As the head men's track and field coach for the University of Texas, Bubba Thornton led the Longhorns to the 2006 Big 12 conference title and a third place finish at the NCAA Outdoor Track and Field Championships. For 11 years, Thornton has been at the helm of one of the finest nationally ranked programs, producing 30 All-Americans along the way. Here, Thornton shares his recruiting tips for T&F athletes.
Always look to improve
At the beginning of the recruiting process, Thornton evaluates all aspects of a recruit's athletic performance, including racing tactics and finishing place, to determine his potential for development and ability to transition into the Longhorns' running program. No matter how fast someone is, he asks: "How far can we take this person?"

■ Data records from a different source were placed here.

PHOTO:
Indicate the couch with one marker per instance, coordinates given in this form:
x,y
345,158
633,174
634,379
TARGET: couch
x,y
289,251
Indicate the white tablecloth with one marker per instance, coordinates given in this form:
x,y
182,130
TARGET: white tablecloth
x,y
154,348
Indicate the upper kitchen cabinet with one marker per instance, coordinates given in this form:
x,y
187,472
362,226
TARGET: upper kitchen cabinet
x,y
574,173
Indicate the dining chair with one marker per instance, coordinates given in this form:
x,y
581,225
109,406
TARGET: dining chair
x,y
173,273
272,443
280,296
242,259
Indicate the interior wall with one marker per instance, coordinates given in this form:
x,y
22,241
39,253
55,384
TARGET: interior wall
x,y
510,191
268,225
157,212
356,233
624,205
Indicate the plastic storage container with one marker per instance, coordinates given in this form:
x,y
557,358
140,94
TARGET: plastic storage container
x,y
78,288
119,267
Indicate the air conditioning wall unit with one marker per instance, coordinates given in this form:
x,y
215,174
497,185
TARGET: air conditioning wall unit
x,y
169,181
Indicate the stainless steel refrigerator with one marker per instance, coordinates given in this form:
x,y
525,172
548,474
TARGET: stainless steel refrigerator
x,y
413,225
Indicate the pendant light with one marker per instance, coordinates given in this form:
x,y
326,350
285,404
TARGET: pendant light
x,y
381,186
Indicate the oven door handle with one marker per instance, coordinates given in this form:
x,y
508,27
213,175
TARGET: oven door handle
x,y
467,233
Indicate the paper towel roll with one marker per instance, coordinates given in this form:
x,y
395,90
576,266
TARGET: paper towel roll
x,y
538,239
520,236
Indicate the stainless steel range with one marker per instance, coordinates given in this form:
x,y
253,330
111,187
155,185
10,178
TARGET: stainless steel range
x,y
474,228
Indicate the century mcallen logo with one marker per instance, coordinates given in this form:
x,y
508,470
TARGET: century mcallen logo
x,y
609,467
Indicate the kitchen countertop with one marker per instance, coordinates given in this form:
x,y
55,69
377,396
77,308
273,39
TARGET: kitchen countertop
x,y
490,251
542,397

Dedicate yourself in the classroom
For Thornton, a recruit's academic background carries as much weight as his athletic performance. He wants athletes who are dedicated on and off the track. "Not only are you competing when you enter the track and field arena, but you're also going to be competing in the classroom every day," he explains.
The right attitude
"A lot of people think it's just about the talent, but it's much more than that," Thornton says. When three-time All-American Leonel Manzano was recruited, Thornton looked beyond his ability to run a sub-two minute 800m. He took into account Manzano's optimistic attitude and strong work ethic, which he applied to all aspects of his life. "It wasn't just about running to him. He was really appreciative of the opportunity," Thornton says.
Don't think that because you attend a small high school, you'll never run for a D-I college. "I look for different types of menall across the board," Thornton says.
Brian Robison is a perfect example. The shot putter came to Thornton from a small school in Splendora, Texas, and worked his way to All-American status and three Big 12 champion titles. Andra Manson, two-time national champion in the high jump, and All-American sprinter Trey Griffin are also among Thornton's top athletes from small schools. "The cream of the crop always rises to the top," he says.
Take the initiative
If you want to run in college, don't just wait around for a scholarship opportunity to come knocking. Take the initiative, because colleges and universities need to know you are interested in them as well. "Be aggressive and sell yourself a bit," Thornton says.
The impression you make during the initial meeting is absolutely crucial. "You never get a chance to change that," Thornton explains. "It isn't just about how you look. It's how you handle yourself."